“Was not their mistake once more bred of the life of slavery that they had been living?—a life which was always looking upon everything, except mankind, animate and inanimate—‘nature,’ as people used to call it—as one thing, and mankind as another, it was natural to people thinking in this way, that they should try to make ‘nature’ their slave, since they thought ‘nature’ was something outside them” — William Morris


Saturday, April 13, 2013

Houston on the Rise

This nearly gets it right. Much better would be to say: where I live, Montrose, is the closest to the center of a city, with tons of art, much of it free, that you will now get if you are in the 99%.

Around every corner of this neighborhood there is now a frantic construction project.

The Dean, several colleagues, and many business people, along with all kinds of races and classes, live in these streets.

Just walked to Indika last night, the best Indian restaurant I've been to period.
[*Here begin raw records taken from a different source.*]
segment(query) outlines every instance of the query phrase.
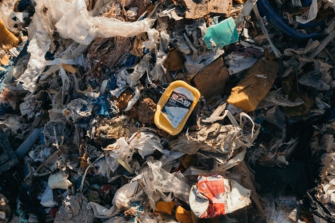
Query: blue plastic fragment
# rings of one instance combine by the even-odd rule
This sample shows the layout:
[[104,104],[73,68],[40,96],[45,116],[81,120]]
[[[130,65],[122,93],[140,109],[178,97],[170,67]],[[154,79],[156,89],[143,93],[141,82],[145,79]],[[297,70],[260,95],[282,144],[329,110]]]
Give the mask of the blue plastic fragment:
[[268,22],[275,26],[282,32],[297,39],[315,39],[319,36],[321,32],[313,32],[305,34],[288,26],[285,21],[274,10],[268,0],[259,0],[257,6],[263,16]]

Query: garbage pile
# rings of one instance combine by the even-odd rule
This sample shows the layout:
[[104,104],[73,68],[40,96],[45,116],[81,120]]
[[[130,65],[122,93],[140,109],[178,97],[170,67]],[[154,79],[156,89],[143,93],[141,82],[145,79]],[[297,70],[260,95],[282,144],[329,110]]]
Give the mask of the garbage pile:
[[335,16],[0,0],[0,222],[335,222]]

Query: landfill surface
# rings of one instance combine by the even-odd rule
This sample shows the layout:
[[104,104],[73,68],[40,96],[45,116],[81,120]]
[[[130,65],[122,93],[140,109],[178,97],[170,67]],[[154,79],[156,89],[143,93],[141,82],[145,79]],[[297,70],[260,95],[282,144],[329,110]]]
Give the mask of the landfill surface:
[[0,223],[335,222],[334,0],[0,0]]

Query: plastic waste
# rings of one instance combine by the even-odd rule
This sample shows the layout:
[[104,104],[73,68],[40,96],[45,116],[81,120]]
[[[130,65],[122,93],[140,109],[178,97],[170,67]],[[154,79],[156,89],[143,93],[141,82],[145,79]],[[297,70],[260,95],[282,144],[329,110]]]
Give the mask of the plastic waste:
[[251,203],[251,191],[236,181],[215,175],[200,176],[198,187],[190,192],[191,209],[200,218],[213,218],[231,213]]
[[43,193],[39,197],[41,200],[40,203],[44,207],[52,208],[57,205],[57,202],[54,200],[54,196],[52,194],[52,190],[49,187],[46,182],[44,182],[46,185],[45,190]]
[[203,40],[208,49],[217,46],[219,49],[238,41],[238,32],[232,17],[208,27]]
[[172,193],[177,198],[188,203],[190,187],[186,179],[178,172],[170,173],[165,170],[162,168],[162,162],[153,161],[151,157],[148,160],[147,166],[141,169],[140,174],[133,180],[139,180],[144,184],[150,207],[154,210],[160,200],[172,201]]
[[172,135],[180,132],[200,97],[199,91],[184,81],[170,84],[157,103],[157,127]]
[[51,189],[67,190],[72,183],[67,180],[68,175],[64,171],[60,171],[55,174],[51,174],[48,180],[48,185]]

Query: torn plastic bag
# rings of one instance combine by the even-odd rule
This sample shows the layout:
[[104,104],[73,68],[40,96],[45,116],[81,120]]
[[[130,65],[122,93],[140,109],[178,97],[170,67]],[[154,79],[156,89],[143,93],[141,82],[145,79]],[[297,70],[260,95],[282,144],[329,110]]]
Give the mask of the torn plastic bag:
[[124,137],[121,137],[113,144],[107,146],[106,149],[103,149],[105,151],[109,151],[105,157],[112,171],[116,170],[120,160],[128,165],[128,158],[131,158],[134,149],[137,150],[138,153],[143,158],[145,156],[152,154],[155,150],[166,155],[168,155],[170,153],[168,150],[163,149],[160,138],[150,132],[135,132],[130,138],[129,141],[129,144]]
[[236,181],[219,175],[199,176],[198,187],[192,187],[189,203],[192,212],[200,218],[231,213],[251,203],[251,191]]
[[130,153],[130,148],[124,137],[120,138],[115,143],[108,145],[106,149],[103,149],[105,151],[109,151],[106,155],[105,158],[112,171],[116,170],[119,166],[119,163],[117,161],[118,159],[125,161],[127,159],[128,156],[132,154]]
[[166,155],[168,155],[170,153],[168,150],[163,149],[160,137],[151,132],[134,133],[130,139],[130,141],[131,146],[137,149],[142,158],[152,154],[155,150]]
[[232,158],[234,151],[252,146],[259,127],[256,126],[256,133],[252,136],[252,134],[244,135],[240,128],[232,125],[206,124],[199,131],[189,132],[171,141],[169,147],[173,151],[185,154],[201,154],[223,164]]
[[144,184],[144,192],[149,198],[151,208],[155,210],[160,200],[165,202],[172,201],[172,193],[178,199],[188,203],[191,188],[186,178],[178,172],[171,174],[162,168],[162,162],[154,161],[151,157],[148,158],[147,164],[133,180],[140,180]]
[[[306,18],[306,14],[307,12],[308,12],[307,17]],[[296,20],[297,22],[300,23],[302,24],[305,24],[308,22],[310,22],[315,18],[318,14],[318,1],[317,0],[312,0],[312,3],[310,4],[310,7],[309,10],[307,10],[304,14],[301,16],[297,16],[296,17]]]
[[87,208],[93,210],[96,218],[104,219],[115,217],[119,214],[120,210],[129,207],[131,198],[135,193],[138,185],[137,181],[133,181],[119,189],[113,198],[113,206],[109,209],[93,202],[87,204]]
[[60,171],[57,173],[50,175],[48,180],[48,185],[51,189],[67,190],[69,186],[72,185],[72,183],[68,180],[68,174],[64,171]]
[[129,207],[130,198],[134,195],[138,185],[137,181],[132,181],[120,188],[113,198],[112,204],[116,205],[119,209]]
[[[55,30],[63,38],[87,45],[96,36],[128,37],[148,32],[155,22],[154,19],[144,19],[127,23],[114,18],[92,17],[84,0],[37,0],[36,2],[35,13],[28,32],[34,35],[29,36],[28,52],[31,53],[31,58],[28,69],[19,79],[23,82],[24,88],[31,92],[34,89],[37,79],[46,65],[44,58],[46,53],[53,51],[55,47],[52,36]],[[69,24],[75,28],[71,29]]]
[[119,211],[115,205],[113,205],[109,209],[93,202],[87,204],[87,209],[92,210],[96,218],[105,219],[112,218],[119,214]]
[[138,88],[136,87],[135,90],[135,95],[128,102],[128,104],[127,106],[127,108],[126,108],[123,111],[128,111],[131,110],[132,108],[133,108],[133,105],[135,104],[135,103],[136,103],[136,102],[138,100],[140,97],[141,97],[141,94],[139,93]]
[[40,203],[44,207],[52,208],[57,205],[57,202],[54,200],[54,196],[52,194],[52,190],[49,187],[48,183],[43,182],[45,185],[45,189],[42,194],[37,197],[40,199]]

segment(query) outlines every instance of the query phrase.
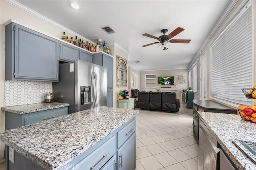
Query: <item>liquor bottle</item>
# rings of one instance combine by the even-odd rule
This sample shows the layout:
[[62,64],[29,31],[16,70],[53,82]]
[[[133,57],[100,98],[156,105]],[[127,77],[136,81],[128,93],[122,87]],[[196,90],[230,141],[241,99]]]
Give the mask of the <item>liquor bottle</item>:
[[85,46],[86,46],[86,44],[85,44],[85,41],[84,41],[83,42],[83,41],[82,41],[82,42],[83,42],[83,48],[85,49]]
[[95,46],[95,51],[97,52],[98,51],[99,51],[99,45],[98,45],[98,43],[97,43],[96,46]]
[[65,33],[65,32],[63,32],[63,35],[62,36],[61,36],[61,40],[64,40],[64,39],[67,39],[67,37],[66,37],[66,34]]
[[102,47],[102,43],[101,42],[100,42],[100,47],[99,47],[99,50],[100,51],[102,51],[103,50],[103,47]]
[[84,48],[83,47],[83,42],[81,41],[81,39],[79,39],[79,47],[81,47],[81,48]]
[[77,40],[77,36],[76,36],[76,39],[75,40],[75,41],[74,41],[74,43],[76,45],[79,46],[79,42]]
[[86,42],[86,44],[85,45],[85,49],[89,51],[89,45],[88,45],[88,42]]
[[71,37],[70,41],[70,43],[71,43],[72,44],[74,44],[74,41],[73,41],[73,37]]

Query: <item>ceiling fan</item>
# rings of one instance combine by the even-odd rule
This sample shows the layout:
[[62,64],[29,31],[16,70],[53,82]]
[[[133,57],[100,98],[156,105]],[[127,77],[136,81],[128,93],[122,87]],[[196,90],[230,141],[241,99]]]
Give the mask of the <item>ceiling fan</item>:
[[168,42],[174,43],[189,43],[190,41],[191,41],[191,40],[170,40],[174,36],[184,31],[184,30],[185,30],[185,29],[184,28],[180,27],[178,27],[173,30],[172,32],[171,32],[168,35],[166,35],[164,34],[168,31],[168,30],[167,29],[164,29],[161,30],[161,32],[163,33],[164,35],[160,36],[159,37],[156,37],[155,36],[152,36],[152,35],[150,35],[147,33],[144,34],[142,34],[142,36],[158,40],[159,41],[159,42],[155,42],[149,43],[148,44],[142,45],[142,46],[145,47],[148,45],[158,43],[158,44],[157,45],[157,46],[158,47],[161,47],[161,48],[163,48],[163,50],[166,50],[168,49],[168,48],[167,48],[166,47],[168,45]]

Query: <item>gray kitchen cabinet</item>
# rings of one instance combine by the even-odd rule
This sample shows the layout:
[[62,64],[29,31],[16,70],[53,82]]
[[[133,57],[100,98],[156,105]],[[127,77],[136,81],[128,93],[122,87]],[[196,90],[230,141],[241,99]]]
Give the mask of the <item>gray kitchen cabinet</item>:
[[5,130],[68,115],[68,107],[20,114],[5,111]]
[[92,63],[92,54],[84,50],[79,49],[79,59],[88,63]]
[[78,59],[79,49],[78,47],[63,42],[60,43],[60,60],[70,62]]
[[14,22],[5,36],[6,80],[58,81],[58,40]]
[[103,52],[94,53],[92,62],[107,68],[107,106],[113,107],[114,88],[114,58]]

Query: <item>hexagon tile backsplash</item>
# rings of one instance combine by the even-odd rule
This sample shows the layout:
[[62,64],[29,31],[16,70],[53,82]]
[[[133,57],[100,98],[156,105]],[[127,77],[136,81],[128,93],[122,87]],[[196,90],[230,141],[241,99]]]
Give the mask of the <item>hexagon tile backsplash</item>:
[[4,106],[42,103],[50,86],[50,81],[5,80]]

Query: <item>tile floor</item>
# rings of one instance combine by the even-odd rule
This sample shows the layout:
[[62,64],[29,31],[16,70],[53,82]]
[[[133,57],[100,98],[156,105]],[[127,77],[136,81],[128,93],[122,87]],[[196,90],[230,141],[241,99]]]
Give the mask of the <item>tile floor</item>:
[[136,170],[197,170],[193,109],[181,103],[182,114],[139,110],[136,116]]
[[[193,109],[181,103],[179,112],[183,114],[139,110],[136,116],[136,170],[197,170]],[[0,170],[5,170],[5,162],[1,164]]]

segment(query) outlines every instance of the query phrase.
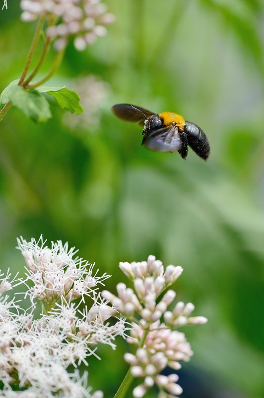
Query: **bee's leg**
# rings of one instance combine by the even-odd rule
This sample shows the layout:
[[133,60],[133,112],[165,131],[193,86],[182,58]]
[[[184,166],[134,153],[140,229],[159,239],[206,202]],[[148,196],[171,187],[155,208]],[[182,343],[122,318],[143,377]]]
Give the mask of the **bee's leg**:
[[186,159],[188,153],[188,140],[185,131],[179,131],[180,137],[182,142],[182,147],[178,151],[183,159]]
[[143,137],[141,144],[141,145],[143,145],[147,140],[147,137],[149,135],[149,131],[145,127],[144,127],[144,130],[142,132],[142,135],[143,136]]

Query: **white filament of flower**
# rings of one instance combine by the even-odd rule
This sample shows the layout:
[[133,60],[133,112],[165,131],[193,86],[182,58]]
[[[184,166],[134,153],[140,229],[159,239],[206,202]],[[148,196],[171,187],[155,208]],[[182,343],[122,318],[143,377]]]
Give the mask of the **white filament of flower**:
[[[87,366],[90,355],[99,358],[98,344],[115,349],[116,337],[127,337],[125,319],[108,321],[118,313],[97,291],[109,276],[100,275],[94,264],[76,257],[77,251],[61,241],[50,248],[42,236],[38,241],[20,238],[18,248],[26,262],[26,279],[0,271],[1,396],[102,398],[101,392],[91,394],[87,388],[87,374],[81,377],[77,369],[71,374],[66,369]],[[20,307],[15,296],[5,295],[19,283],[30,299],[27,310]],[[90,308],[83,304],[87,296],[93,303]],[[39,319],[34,316],[36,300],[42,305]],[[12,391],[12,385],[24,391]]]

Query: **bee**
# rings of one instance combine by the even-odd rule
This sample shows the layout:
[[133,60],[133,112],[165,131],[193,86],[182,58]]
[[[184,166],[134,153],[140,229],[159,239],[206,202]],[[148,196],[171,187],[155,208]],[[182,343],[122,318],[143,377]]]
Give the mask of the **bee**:
[[189,146],[204,160],[209,156],[210,144],[201,128],[186,121],[178,113],[155,113],[128,103],[118,103],[112,109],[120,119],[137,122],[144,126],[141,145],[149,149],[157,152],[178,151],[182,158],[186,159]]

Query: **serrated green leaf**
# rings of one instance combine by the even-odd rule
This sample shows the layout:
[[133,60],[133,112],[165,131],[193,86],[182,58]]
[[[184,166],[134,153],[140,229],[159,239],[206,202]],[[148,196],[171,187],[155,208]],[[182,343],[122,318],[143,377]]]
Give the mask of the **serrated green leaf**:
[[16,79],[15,80],[13,80],[13,82],[11,82],[10,83],[9,83],[8,85],[2,91],[0,95],[0,108],[2,108],[4,105],[5,105],[6,102],[9,101],[9,91],[12,87],[13,87],[14,86],[17,86],[18,81],[19,79]]
[[36,88],[36,90],[39,93],[48,93],[49,91],[59,91],[62,89],[64,89],[65,87],[65,86],[63,86],[62,87],[54,87],[51,86],[39,86],[38,87]]
[[74,90],[63,88],[58,91],[49,91],[48,94],[52,96],[63,109],[66,109],[72,113],[77,115],[83,112],[80,104],[80,97]]
[[14,86],[9,90],[9,99],[34,121],[42,123],[52,117],[49,102],[36,90],[26,90],[20,86]]

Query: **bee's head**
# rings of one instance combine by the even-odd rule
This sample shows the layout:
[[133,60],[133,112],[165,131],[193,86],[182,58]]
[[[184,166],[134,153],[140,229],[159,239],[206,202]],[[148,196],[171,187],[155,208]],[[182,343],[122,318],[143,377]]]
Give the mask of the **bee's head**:
[[154,131],[160,128],[162,125],[162,121],[158,115],[152,115],[147,118],[145,125],[148,127],[150,131]]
Next to Uchi, the best Japanese.

1 comment:

Nick Guetti said...

I don't think the article gets it anywhere near right, particularly when the benefits only apply to what should be very obviously ephemeral periods of energy resource bounty...I mean, we should know better by now. It would take many of these "aspiring cities" very little of a push to become economic ghost towns. My advice is to start as big a community garden as y'all can grow...preferably at least 10 acres.